The songs are short. The sound is dense. The message is urgent.
Get baptized in the dirty water and come out purified.
J Dilla – Ruff Draft: Dilla’s Mix
Since his untimely demise in 2006, J Dilla has been universally exalted as the most soulful, creative, and influential hip-hop producer ever. Too often excluded from the media’s Dilla hagiography is the fact that he was an excellent rapper.
Dilla was a fountain of creativity, and when his release schedule hit label road blocks at MCA, he took to the studio and self-produced this record in 2003. For too long the 2003 vinyl was out of print (having been released on German imprint Groove Attack), and the Stone’s Throw Records reissue in 2007 moved only modestly. That record is included here, as re a new (to us) version of the project. The new version of Ruff Draft is comprised of the original mixes taken from tapes found in Dilla’s personal archive. If your head can nod and your mind can expand, it goes in your cart, and then in your ears.
Through feuds, fame, money, and adoration, J Dilla always kept it moving, never dwelling in the past, letting the beat go on as he tapped it along. This posthumous trip through his past visions is a small condolence for those of us who wish he was still here.
Czarface – Man’s Worst Enemy
Through four stellar releases and a collaboration with MF Doom, the hip-hop community has been delighted by the sample laden mindspray of Czarface. This supergroup, made of beantown backpacker legends 7L and Esoteric with Wu Tang’s consistently ill Inspectah Deck has delivered a special treat for fans of this brand of fun, irreverent, colourful, but still hard as pavement rap.
This group has revelled through their artwork in the intersection of comic iconography and hip-hops predilection for superhero and superpower mythology. This RSD release comes with a comic book (ahem, it’s graphic novel) by Gift Revolver and accompanying 7” record designed to be listened to while taking in the book.
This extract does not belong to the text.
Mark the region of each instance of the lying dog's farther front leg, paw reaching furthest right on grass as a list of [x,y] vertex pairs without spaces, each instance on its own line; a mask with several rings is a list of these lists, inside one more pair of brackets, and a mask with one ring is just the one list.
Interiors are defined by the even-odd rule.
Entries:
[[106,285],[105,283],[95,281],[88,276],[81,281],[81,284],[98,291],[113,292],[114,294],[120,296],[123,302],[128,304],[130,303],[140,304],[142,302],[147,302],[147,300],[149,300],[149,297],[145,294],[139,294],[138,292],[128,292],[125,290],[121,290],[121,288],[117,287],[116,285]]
The Czarface oeuvre is the natural extension of Wu Tang provenance that gave birth to Deck and a place for the too often overlooked 7L & Esoteric to collaborate with the best (Dj Premier, Oh No, Ghostface, Large Professor, Method Man, Beatnuts – and more). This is what happens when democratizing production tools and freedom from the shackles of big label deals let 90’s hip-hop luminaries shine on their own terms.